REPUBLIKA.CO.ID, JAKARTA -- Direktur Jenderal Kebudayaan Kementerian Pendidikan dan Kebudayaan (Kemendikbud) Hilmar Farid mengatakan, pihaknya sudah mengajukan riset dan vokasi di bidang kebudayaan untuk mendapatkan insentif super deductible tax. Keinginan ini sudah disampaikan ke Kementerian Keuangan (Kemenkeu) sebagai pihak yang bertanggung jawab atas insentif tersebut. 

Hilmar mengatakan, insentif untuk riset dan vokasi kebudayaan dapat masuk dalam beleid turunan Peraturan Pemerintah (PP) Nomor 45 Tahun 2019 tentang Penghitungan Penghasilan Kena Pajak dan Pelunasan Pajak Penghasilan dalam Tahun Berjalan.

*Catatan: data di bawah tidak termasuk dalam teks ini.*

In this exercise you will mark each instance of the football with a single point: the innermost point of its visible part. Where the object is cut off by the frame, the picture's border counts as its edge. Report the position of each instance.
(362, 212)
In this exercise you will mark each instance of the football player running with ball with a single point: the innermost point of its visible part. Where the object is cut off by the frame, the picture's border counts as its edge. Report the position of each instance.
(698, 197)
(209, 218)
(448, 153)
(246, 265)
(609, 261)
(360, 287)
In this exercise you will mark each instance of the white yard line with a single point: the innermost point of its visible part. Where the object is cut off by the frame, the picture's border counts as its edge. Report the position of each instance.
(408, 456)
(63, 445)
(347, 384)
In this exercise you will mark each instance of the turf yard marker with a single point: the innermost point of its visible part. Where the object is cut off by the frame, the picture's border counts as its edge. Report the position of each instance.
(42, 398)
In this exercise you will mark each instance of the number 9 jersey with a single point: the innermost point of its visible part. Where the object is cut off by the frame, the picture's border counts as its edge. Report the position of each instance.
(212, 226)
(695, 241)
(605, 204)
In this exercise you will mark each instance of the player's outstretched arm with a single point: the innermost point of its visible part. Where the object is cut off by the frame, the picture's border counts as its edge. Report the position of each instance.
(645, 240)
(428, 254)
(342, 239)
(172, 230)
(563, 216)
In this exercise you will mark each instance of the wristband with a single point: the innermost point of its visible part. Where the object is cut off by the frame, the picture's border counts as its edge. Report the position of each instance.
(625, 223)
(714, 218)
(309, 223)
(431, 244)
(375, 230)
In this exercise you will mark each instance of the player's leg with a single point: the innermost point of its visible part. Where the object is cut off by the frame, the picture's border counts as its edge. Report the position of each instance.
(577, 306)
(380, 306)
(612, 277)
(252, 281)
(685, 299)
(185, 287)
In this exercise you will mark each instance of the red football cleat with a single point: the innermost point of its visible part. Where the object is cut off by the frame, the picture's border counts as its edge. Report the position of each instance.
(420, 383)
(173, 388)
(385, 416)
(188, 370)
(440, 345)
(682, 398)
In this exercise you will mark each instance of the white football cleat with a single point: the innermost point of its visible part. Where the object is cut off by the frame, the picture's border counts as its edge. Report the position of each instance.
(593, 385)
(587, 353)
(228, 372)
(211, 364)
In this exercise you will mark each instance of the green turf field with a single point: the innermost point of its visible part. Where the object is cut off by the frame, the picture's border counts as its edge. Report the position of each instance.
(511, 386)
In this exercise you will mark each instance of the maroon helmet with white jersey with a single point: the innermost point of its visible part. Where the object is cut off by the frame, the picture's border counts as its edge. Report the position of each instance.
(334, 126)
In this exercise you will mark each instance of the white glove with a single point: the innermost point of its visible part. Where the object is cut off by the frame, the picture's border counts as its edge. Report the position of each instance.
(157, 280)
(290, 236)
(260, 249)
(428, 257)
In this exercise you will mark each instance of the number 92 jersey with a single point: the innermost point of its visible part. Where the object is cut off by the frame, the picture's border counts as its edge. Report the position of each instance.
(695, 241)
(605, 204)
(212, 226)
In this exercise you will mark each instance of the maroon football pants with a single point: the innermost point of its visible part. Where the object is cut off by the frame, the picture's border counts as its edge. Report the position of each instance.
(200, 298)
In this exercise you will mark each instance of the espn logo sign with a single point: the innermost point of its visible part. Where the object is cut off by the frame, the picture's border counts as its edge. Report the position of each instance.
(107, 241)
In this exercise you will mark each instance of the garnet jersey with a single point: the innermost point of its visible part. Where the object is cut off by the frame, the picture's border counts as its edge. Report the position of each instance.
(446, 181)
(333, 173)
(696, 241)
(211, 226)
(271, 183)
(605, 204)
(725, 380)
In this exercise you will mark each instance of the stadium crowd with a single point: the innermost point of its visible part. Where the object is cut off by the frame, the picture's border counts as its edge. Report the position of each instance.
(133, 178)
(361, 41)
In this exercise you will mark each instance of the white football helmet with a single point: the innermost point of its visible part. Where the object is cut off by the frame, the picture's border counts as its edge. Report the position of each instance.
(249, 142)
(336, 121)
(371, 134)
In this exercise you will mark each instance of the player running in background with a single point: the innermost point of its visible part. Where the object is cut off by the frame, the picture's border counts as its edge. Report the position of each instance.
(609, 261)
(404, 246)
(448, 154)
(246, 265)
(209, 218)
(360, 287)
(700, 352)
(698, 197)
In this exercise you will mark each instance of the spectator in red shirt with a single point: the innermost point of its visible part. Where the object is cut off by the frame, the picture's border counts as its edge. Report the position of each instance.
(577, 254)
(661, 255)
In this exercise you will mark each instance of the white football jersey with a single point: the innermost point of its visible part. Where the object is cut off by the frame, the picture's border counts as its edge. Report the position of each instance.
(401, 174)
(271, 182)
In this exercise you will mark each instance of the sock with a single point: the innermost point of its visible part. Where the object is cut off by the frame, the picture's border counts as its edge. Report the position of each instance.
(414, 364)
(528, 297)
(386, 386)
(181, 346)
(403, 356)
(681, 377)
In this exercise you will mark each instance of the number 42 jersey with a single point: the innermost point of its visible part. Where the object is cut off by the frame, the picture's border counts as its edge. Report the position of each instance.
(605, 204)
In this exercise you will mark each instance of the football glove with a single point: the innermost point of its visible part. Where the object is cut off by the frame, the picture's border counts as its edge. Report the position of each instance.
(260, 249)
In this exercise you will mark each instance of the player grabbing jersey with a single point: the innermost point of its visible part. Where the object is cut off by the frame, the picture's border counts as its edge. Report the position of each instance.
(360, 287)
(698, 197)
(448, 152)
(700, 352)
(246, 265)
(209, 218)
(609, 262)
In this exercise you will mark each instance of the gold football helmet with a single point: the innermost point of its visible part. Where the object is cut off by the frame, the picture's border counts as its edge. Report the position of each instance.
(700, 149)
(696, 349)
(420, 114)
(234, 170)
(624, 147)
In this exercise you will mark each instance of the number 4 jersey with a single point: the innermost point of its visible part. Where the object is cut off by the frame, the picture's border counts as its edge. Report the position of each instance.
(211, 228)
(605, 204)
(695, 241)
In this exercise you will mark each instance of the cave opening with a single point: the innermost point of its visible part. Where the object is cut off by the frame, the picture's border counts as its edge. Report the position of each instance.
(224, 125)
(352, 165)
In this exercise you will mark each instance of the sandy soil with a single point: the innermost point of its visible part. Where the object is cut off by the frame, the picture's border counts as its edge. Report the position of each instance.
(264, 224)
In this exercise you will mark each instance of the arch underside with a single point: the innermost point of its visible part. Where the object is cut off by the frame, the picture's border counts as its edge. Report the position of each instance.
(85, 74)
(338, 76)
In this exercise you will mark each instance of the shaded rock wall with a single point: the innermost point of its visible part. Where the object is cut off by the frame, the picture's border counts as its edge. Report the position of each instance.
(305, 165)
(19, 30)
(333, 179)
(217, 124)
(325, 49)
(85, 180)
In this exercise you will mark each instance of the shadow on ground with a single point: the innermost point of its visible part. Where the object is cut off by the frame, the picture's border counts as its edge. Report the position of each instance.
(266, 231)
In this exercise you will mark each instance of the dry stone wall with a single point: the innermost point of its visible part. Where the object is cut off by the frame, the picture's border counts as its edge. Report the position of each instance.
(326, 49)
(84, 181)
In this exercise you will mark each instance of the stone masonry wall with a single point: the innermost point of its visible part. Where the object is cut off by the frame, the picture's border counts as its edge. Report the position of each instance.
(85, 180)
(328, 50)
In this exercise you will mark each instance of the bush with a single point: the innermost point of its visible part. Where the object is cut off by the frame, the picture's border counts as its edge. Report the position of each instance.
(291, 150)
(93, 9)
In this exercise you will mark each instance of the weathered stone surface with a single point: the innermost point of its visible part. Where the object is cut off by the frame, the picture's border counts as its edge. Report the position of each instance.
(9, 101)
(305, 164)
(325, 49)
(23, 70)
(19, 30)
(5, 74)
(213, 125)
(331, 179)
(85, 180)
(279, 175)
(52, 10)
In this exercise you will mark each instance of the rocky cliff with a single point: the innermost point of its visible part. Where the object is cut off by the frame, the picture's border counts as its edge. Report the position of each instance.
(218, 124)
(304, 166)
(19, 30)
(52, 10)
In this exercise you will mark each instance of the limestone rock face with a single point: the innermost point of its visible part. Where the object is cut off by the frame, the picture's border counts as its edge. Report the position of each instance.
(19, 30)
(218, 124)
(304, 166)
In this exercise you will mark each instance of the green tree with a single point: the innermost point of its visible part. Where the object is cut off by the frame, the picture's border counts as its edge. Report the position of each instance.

Dalam regulasi itu, perusahaan yang melakukan kegiatan penelitian dan pengembangan tertentu di Indonesia diberikan pengurangan penghasilan bruto paling tinggi 300 persen dari jumlah biaya yang dikeluarkan. 

Baca Juga

"Kebudayaan sangat memungkinkan untuk masuk," tuturnya ketika dikonfirmasi Republika.co.id, Rabu (24/7).

Hilmar menjelaskan, keinginan tersebut muncul setelah melihat banyak dunia usaha yang ingin berkontribusi terhadap kebudayaan. Tapi, mereka masih mempertimbangkan banyak hal, termasuk insentif yang akan didapatkan. 

Hilmar menyebutkan, keinginan Kemendikbud ini sudah disambut baik oleh Kemenkeu. Kedua belah pihak memiliki kesepahaman bahwa insentif untuk riset kebudayaan memang sesuatu yang penting dilakukan. "Kita akan punya update dalam satu bulan," katanya. 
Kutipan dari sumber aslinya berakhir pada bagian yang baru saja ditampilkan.